The night, Saturday, September 22, 1979, was electric.
The students from the University of Illinois were back in town after summer vacation and wanted to have a great time. The Rave, famous in the Champaign music scene after opening for the Ramones the year before, planned this gig to the hilt. Rock radio station WPGU promoted their appearance heavily with The Rave's own hilarious, self-produced radio ads. The Rave roadies plastered Campustown with posters announcing the event-this eventually prompted an anti-handbill ordinance. The night was videotaped and recorded on a high-quality TASCAM multi-track recorder. Eager fans lined up outside to get the best seats and to sneak a listen of the sound check.
The Rave hit the stage at exactly 9:00 p.m. and the club exploded with excitement as drummer Tommy Domino and rhythm guitarist Herbert "Herbie" Tareyton broke loose with the first few bars of the Rave original, Is That Your Mother. They were soon joined by lead vocalist/bassist Lyle Diamond and lead guitarist Garrett Oostdyk in an outburst of sound, which, as you'll witness in the faithful recording, was mesmerizingly powerful. The crowd was there to rock-out and responded to the experience with cheers of approval.

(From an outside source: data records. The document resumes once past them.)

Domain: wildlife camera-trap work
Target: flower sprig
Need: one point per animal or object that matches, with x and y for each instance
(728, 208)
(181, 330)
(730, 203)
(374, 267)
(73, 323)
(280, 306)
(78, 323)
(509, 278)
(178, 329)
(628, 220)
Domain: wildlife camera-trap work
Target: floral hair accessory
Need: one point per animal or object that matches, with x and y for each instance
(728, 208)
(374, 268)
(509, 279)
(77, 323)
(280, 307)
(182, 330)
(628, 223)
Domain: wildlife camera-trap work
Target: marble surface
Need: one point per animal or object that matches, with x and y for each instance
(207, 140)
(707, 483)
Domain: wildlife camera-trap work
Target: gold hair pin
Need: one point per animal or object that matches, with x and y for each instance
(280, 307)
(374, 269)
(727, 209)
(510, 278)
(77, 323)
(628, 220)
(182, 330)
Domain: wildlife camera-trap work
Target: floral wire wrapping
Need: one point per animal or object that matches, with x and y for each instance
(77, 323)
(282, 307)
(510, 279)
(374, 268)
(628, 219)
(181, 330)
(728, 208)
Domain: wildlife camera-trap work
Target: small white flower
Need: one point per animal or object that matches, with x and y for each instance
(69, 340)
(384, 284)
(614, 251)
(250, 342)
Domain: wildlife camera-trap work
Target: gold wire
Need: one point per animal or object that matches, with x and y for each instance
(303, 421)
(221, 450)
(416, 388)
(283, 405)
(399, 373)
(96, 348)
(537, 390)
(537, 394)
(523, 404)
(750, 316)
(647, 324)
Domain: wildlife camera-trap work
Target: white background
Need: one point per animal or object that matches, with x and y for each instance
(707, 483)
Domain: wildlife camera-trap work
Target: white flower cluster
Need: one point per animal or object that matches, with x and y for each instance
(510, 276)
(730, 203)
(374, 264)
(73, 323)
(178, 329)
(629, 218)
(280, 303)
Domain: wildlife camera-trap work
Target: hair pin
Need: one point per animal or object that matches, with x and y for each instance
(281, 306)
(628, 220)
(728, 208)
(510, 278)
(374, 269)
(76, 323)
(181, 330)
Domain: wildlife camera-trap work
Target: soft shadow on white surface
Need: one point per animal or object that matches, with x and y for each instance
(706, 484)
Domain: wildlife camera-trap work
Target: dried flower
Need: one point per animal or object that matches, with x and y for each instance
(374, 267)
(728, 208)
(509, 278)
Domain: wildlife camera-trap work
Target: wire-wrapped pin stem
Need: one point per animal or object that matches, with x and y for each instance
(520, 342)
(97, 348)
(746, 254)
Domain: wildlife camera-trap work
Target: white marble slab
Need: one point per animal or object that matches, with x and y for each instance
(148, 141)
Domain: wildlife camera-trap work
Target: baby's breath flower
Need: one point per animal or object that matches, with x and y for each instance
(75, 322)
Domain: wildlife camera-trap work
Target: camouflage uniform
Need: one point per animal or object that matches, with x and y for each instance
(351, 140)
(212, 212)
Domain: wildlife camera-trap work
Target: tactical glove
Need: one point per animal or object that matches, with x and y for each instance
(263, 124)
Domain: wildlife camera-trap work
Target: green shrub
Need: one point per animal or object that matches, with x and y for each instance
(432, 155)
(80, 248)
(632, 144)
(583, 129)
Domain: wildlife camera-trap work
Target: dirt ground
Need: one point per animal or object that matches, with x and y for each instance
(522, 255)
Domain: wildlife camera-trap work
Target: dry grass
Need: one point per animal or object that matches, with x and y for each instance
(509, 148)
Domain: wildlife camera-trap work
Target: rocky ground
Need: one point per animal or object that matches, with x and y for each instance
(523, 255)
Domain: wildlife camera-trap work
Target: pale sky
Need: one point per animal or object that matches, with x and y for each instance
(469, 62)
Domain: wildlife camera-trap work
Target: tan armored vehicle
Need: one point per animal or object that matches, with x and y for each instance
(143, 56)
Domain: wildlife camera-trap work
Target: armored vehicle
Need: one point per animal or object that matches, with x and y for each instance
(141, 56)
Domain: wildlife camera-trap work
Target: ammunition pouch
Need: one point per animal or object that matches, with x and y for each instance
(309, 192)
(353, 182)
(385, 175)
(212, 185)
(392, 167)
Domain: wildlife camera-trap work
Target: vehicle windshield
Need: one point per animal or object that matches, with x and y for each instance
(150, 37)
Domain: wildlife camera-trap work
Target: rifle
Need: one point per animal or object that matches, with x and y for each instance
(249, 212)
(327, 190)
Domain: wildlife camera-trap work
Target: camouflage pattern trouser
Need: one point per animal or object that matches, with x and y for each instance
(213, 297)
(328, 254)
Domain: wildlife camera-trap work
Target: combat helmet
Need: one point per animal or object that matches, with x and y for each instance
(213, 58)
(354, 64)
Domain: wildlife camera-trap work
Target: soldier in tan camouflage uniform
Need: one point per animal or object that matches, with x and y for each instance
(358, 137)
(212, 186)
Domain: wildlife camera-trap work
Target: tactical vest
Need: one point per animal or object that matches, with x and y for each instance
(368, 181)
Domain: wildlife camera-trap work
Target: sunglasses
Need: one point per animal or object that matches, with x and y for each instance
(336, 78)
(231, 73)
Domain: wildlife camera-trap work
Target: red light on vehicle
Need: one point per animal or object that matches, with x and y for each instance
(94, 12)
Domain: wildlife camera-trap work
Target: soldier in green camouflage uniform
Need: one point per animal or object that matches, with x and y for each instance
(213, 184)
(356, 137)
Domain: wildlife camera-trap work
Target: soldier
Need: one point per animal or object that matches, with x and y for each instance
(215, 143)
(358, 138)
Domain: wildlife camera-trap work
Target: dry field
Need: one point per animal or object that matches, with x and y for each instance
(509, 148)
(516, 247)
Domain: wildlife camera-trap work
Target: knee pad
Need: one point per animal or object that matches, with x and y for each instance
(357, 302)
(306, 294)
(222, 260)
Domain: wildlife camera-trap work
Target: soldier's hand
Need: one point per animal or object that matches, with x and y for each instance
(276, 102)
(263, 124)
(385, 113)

The energy of the night was thrilling and that unquestionably comes out on this CD. Each song transitions into the next, taking the listener to another level. A mixture of clever Rave originals and some very interesting covers (Talking Heads, Elvis Costello) combine to transcend the labels of "Power Pop" or even "New Wave." The Rave's performance that night in 1979 was beyond any description. Crank it up, strap in, and listen to The Rave: Live at the Red Lion. You'll be exhilarated.
The Rave burned new ground on the prairies of Illinois with their cynical look at the world and then current musical trends (disco). Though they appeared on the scene when new wave and punk rock were picking up steam, The Rave was more of a "good times" yet formidable rock and roll band. They crafted hard driving songs that often had an air of sarcasm about them and were melodic and memorable. Some of their original music is popular in Europe and appears on compilations there.
The band's "Odd Fellow" entourage was a powerful joining of musicians from extremely diversified backgrounds both musical and logistical. The Rave's originators had worked together in Chicago as well as Champaign prior to forming the band. Garrett Oostdyk had been lead guitar player for the famed Finchley Boys, and Lyle Diamond, from Nebraska, had written the material and sang lead for several groups in the Chicago area including country rock group Jesse. Percussionist Tommy Domino had provided the beat for many Champaign bands and went on to become a member of The Last Gentlemen. Oostdyk and Diamond found guitar player/singer/front-man Herbert Tareyton to be a natural to round out the group. An attempt at describing the group visually would take more than a few sentences, but suffice it to say that The Rave were as interesting visually as they were musically?a genuine diamond in the rough in the history of rock.